La couverture de Libération n'est pas sans rappeler précisément une autre, celle du Monde, publiée en 2013, au lendemain d'une autre attaque chimique menée cette fois à Damas et qui avait fait des centaines de morts. La même indignation et les mêmes images s'étaient manifestées, sans que cela serve apparemment de leçon. La France avait dit à l'époque sa certitude que du gaz sarin avait été utilisé. 

"C’est évident qu’un gaz neurotoxique a été utilisé"

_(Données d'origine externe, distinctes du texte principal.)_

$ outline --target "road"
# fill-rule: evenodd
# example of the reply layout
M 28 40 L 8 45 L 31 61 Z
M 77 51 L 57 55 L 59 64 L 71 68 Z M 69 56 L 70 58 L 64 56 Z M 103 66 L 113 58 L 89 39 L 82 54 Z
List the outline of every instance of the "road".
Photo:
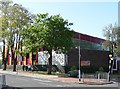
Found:
M 117 83 L 107 84 L 107 85 L 86 85 L 86 84 L 78 84 L 78 83 L 65 83 L 60 81 L 26 77 L 26 76 L 20 76 L 20 75 L 11 75 L 11 74 L 6 74 L 6 83 L 7 83 L 7 86 L 9 87 L 21 87 L 22 89 L 23 87 L 34 87 L 34 88 L 42 87 L 42 89 L 44 89 L 45 87 L 46 88 L 51 87 L 51 89 L 55 87 L 59 87 L 61 89 L 63 89 L 63 87 L 65 87 L 65 89 L 78 89 L 78 88 L 86 89 L 86 88 L 92 87 L 90 89 L 95 89 L 97 87 L 96 89 L 99 89 L 98 87 L 100 87 L 102 89 L 118 89 Z

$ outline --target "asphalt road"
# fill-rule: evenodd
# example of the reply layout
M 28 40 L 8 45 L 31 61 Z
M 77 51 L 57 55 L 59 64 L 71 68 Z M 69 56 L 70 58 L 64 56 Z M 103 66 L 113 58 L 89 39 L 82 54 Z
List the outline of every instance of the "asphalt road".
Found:
M 10 74 L 6 74 L 6 84 L 3 89 L 119 89 L 118 84 L 86 85 Z

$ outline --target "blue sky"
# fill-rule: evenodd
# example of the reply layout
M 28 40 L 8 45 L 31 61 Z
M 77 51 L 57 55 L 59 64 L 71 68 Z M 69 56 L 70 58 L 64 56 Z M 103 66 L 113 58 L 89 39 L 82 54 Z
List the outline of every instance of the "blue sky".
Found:
M 22 4 L 31 13 L 60 14 L 64 19 L 73 23 L 71 29 L 76 32 L 104 38 L 103 28 L 115 24 L 118 19 L 118 2 L 79 2 L 79 1 L 42 1 L 14 0 Z

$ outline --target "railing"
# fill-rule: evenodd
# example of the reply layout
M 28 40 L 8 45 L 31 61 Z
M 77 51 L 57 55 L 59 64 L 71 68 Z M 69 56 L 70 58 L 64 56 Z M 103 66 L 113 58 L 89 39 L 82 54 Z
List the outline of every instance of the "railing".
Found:
M 109 82 L 109 73 L 99 72 L 95 74 L 82 74 L 83 82 Z

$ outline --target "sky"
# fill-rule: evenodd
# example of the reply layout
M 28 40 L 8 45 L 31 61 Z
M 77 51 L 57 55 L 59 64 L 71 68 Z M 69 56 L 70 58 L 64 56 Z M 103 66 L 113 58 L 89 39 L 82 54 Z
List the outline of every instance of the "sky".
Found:
M 103 29 L 118 22 L 117 0 L 13 0 L 33 14 L 60 14 L 76 32 L 103 38 Z

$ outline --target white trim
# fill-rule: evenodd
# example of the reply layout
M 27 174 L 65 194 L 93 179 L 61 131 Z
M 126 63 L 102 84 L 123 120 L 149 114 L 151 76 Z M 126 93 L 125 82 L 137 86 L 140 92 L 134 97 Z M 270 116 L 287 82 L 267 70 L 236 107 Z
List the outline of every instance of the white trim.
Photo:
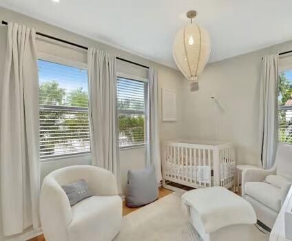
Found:
M 126 151 L 132 149 L 139 149 L 139 148 L 146 148 L 147 144 L 139 144 L 139 145 L 132 145 L 125 147 L 120 147 L 120 151 Z
M 43 52 L 38 52 L 37 58 L 43 61 L 59 63 L 61 65 L 87 70 L 87 64 L 83 62 L 72 61 L 59 56 L 50 54 Z
M 129 74 L 123 73 L 123 72 L 116 72 L 116 77 L 124 78 L 127 78 L 132 81 L 138 81 L 146 82 L 146 83 L 148 83 L 149 81 L 148 79 L 146 78 L 139 77 L 139 76 L 136 76 L 134 75 L 132 75 L 132 74 Z
M 58 156 L 55 157 L 51 157 L 48 158 L 40 158 L 41 163 L 46 163 L 52 160 L 59 160 L 64 159 L 72 159 L 72 158 L 80 158 L 80 159 L 89 159 L 91 158 L 92 154 L 91 152 L 83 153 L 83 154 L 64 154 L 63 156 Z

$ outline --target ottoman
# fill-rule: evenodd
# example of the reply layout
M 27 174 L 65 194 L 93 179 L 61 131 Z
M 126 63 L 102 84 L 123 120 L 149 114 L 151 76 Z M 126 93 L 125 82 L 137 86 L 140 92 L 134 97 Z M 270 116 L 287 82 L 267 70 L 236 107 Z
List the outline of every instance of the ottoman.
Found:
M 255 213 L 242 198 L 222 187 L 192 190 L 182 196 L 190 222 L 204 241 L 251 240 Z

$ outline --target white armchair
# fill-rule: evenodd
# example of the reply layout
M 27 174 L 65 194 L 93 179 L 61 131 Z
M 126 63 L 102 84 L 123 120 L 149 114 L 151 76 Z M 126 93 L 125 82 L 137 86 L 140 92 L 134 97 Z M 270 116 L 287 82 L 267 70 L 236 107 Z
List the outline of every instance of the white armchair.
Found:
M 70 207 L 61 186 L 85 179 L 94 196 Z M 93 166 L 61 168 L 43 180 L 40 216 L 46 241 L 112 240 L 122 222 L 116 178 Z
M 242 197 L 251 204 L 258 220 L 272 229 L 292 181 L 292 145 L 279 143 L 272 169 L 247 169 L 242 178 Z

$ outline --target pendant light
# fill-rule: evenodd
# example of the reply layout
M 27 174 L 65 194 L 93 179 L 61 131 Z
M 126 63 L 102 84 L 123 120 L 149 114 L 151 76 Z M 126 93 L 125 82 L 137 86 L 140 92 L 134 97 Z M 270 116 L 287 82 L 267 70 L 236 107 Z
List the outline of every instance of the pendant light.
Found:
M 198 76 L 204 70 L 211 52 L 208 32 L 193 23 L 193 19 L 196 15 L 196 11 L 187 12 L 187 17 L 191 19 L 191 23 L 176 34 L 172 52 L 178 69 L 192 83 L 198 81 Z

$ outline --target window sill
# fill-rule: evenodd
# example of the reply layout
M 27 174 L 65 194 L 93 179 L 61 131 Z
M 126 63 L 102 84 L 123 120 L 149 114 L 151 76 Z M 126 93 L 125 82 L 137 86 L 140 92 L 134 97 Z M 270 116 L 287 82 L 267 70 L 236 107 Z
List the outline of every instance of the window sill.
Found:
M 140 144 L 140 145 L 134 145 L 125 147 L 120 147 L 120 151 L 125 151 L 131 149 L 138 149 L 138 148 L 146 148 L 146 144 Z
M 65 156 L 56 156 L 52 158 L 41 159 L 41 163 L 50 162 L 50 161 L 54 161 L 54 160 L 61 160 L 64 159 L 83 158 L 90 158 L 90 157 L 91 157 L 90 152 L 82 153 L 80 154 L 65 155 Z

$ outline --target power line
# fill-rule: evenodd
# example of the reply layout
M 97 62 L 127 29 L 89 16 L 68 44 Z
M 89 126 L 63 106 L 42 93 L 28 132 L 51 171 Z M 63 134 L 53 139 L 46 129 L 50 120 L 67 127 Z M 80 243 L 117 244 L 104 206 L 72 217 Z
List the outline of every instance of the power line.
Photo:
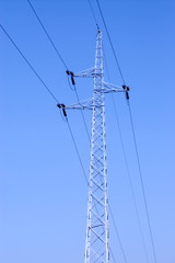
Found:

Selon l'Organisation mondiale de la Santé, plusieurs des victimes de l'attaque survenue mardi à Khan Cheikhoun présentaient les symptômes d'une exposition à un produit neurotoxique, tel que le gaz sarin. Libération s'appuie sur plusieurs témoignages de secouristes et d'un médecin français qui s'est rendu dix-huit fois en Syrie pour former des soignants syriens. Il évoque un possible mélange de gaz sarin et de chlore. 

"C’est évident qu’un gaz neurotoxique a été utilisé. Tous les symptômes cliniques concordent : hyperstimulation du système nerveux qui provoque le coma, pupilles extrêmement rétrécies qui ne réagissent plus à la lumière, blocage de l’appareil respiratoire, stimulation des sécrétions buccales (bave) qui aggrave une asphyxie profonde, convulsions musculaires permanentes, douleurs abdominales, diarrhées, incontinence… ce sont tous les symptômes provoqués par le gaz sarin", analyse le praticien. 

Le gaz sarin, 500 fois plus toxique que le cyanure

Des secouristes venus en aide aux victimes et qui ne se doutaient pas de la nature chimique de l'attaque ont d'ailleurs été contaminés à leur tour, et certains ont perdu connaissance. Alors que le gaz sarin est inodore, des témoins sur place ont évoqué une forte odeur à leur arrivée. "Des mélanges de chlore et de gaz sarin sont aussi utilisés comme arme chimique. Ce qui expliquerait l’odeur, car le sarin est inodore. Son hyper volatilité le rend extrêmement dangereux et difficile à repérer", poursuit le médecin, qui détaille ensuite la très haute dangerosité du sarin. 

"Envoyé dans des obus ou des missiles sous sa forme liquide, cet agent neurotoxique se transforme en gaz au moment de l’explosion et se répand dans l’air. Des gouttelettes peuvent aussi être projetées sur les personnes autour, lors de l’impact au sol. Le liquide pénètre alors dans la peau et provoque très rapidement la mort. 500 fois plus toxique que le cyanure, le gaz sarin est létal pour l’homme en doses minuscules. Si la personne n'est pas décontaminée, elle peut transmettre l'agent toxique par contact", explique-t-il.